Here I am, she thought. She looked over at the bins. She couldn’t stand the idea of her father lying there, forgotten and dusty, slotted between other lost souls. She went to Emmett and stood in front of him. “I’m ready,” she said.

He slid the elaborate headphones over her head. As he wrapped the last cord around her neck, she felt a little jolt of claustrophobic fear again. She slipped a hand into her pocket and felt around for Valentine’s compass. She closed her hand tight around it.

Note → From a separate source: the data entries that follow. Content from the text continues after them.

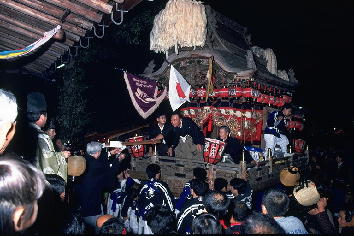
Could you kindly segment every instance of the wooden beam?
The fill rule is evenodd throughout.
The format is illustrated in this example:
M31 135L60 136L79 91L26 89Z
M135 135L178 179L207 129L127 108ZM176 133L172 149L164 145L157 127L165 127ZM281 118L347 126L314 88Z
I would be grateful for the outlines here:
M26 0L28 1L28 0ZM102 20L102 14L98 14L97 12L87 8L87 7L83 7L80 6L78 4L75 4L73 2L70 2L68 0L44 0L50 4L56 5L58 7L61 8L66 8L68 10L70 10L71 12L82 16L90 21L94 21L94 22L101 22Z
M37 63L37 62L30 62L30 63L27 63L26 65L29 65L29 66L32 66L32 67L34 67L34 68L37 68L39 71L44 71L45 70L45 68L43 67L43 65L42 64L40 64L40 63Z
M30 65L26 65L26 66L23 66L23 68L27 69L29 72L35 72L35 73L38 73L38 74L43 74L42 71L38 70L37 68L33 67L33 66L30 66Z
M50 65L52 64L51 61L45 60L45 59L43 59L43 58L36 58L36 60L34 60L33 62L37 62L37 63L39 63L40 65L43 65L43 67L44 67L45 69L49 68Z
M24 40L26 42L28 42L26 45L30 45L31 43L33 43L34 41L36 41L38 38L31 38L27 35L24 35L24 34L21 34L19 32L16 32L16 31L11 31L9 30L8 28L3 28L3 27L0 27L0 31L7 34L8 37L10 39L13 39L16 41L16 39L21 39L21 40ZM66 50L68 50L68 47L63 47L63 44L59 43L59 42L54 42L50 45L50 50L55 52L56 54L59 54L59 56L61 54L63 54Z
M115 2L119 3L121 1L114 0ZM119 5L119 9L123 11L130 11L133 7L138 5L142 0L125 0L123 3Z
M61 6L61 5L57 5L55 6L55 1L46 1L48 3L51 3L51 4L48 4L48 3L45 3L43 1L38 1L38 0L20 0L19 2L21 2L22 4L28 6L28 7L31 7L35 10L38 10L38 11L41 11L43 13L46 13L46 14L49 14L51 16L54 16L55 18L61 20L62 16L65 14L65 10L62 9L62 8L66 8L64 5ZM69 2L69 1L65 1L65 2ZM54 4L54 5L52 5ZM60 7L60 8L59 8ZM74 12L74 11L72 11ZM89 19L88 17L86 17L87 12L85 11L82 11L82 12L79 12L77 15L79 16L82 16L82 17L85 17L87 19ZM92 26L93 26L93 23L90 22L90 21L87 21L87 20L84 20L83 18L77 16L75 14L72 14L70 13L66 18L65 18L65 21L69 22L69 23L72 23L72 24L75 24L75 25L78 25L84 29L87 29L87 30L91 30L92 29ZM97 14L98 15L98 14ZM99 20L98 22L100 22L102 19L102 15L97 17L97 20ZM89 19L91 20L91 19Z
M113 8L108 3L102 2L100 0L76 0L76 1L106 14L111 14Z
M42 20L33 18L31 16L25 14L19 14L16 10L13 10L8 7L4 7L0 5L0 11L2 13L2 20L11 23L13 25L24 28L28 31L32 31L33 33L37 33L40 37L43 36L43 33L49 31L54 28L51 24L47 22L43 22ZM79 41L80 36L71 34L71 32L67 31L67 43L73 44L74 41ZM74 40L74 41L73 41Z
M0 27L9 29L10 31L15 31L15 32L21 33L23 35L26 35L29 38L33 38L34 39L33 42L38 40L39 38L43 37L43 33L44 32L41 31L41 33L37 33L38 29L35 29L31 25L25 24L23 22L18 22L18 23L12 24L12 23L10 23L8 21L11 21L11 22L16 22L16 21L14 19L11 19L10 17L8 17L8 18L6 18L3 15L0 15ZM29 30L29 29L31 29L31 30ZM80 38L80 37L78 37L78 38ZM63 44L67 44L69 46L73 46L74 45L74 41L72 41L70 39L66 39L63 42Z
M59 19L56 19L53 16L50 16L48 14L44 14L38 10L27 7L23 4L20 4L17 2L11 1L11 0L3 0L0 2L0 4L7 6L9 8L12 8L18 12L23 13L23 14L29 15L33 18L42 20L43 22L51 24L53 26L61 25L65 31L69 31L73 34L76 34L79 36L85 36L85 34L86 34L86 30L84 30L76 25L70 24L68 22L61 23Z
M12 42L12 43L7 42L7 40L5 38L0 38L0 44L6 47L5 50L14 50L14 49L19 49L19 48L23 47L22 45L19 45L15 42ZM57 60L56 57L49 55L47 52L34 58L33 61L36 61L38 59L40 59L41 63L43 63L44 65L47 65L47 66L50 66L53 63L53 61Z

A moment later, Emmett patted her shoulder. Zoe readied herself, not sure what she was expecting or even hoping for. She knew in the still, small center of herself that didn’t always hurt, that wasn’t always on the verge of tears, that her father couldn’t possibly be here, couldn’t be anyplace where she could actually talk to him. But the rest of her wanted anything that would, for even a moment, bring back some sense of him from his shattering absence.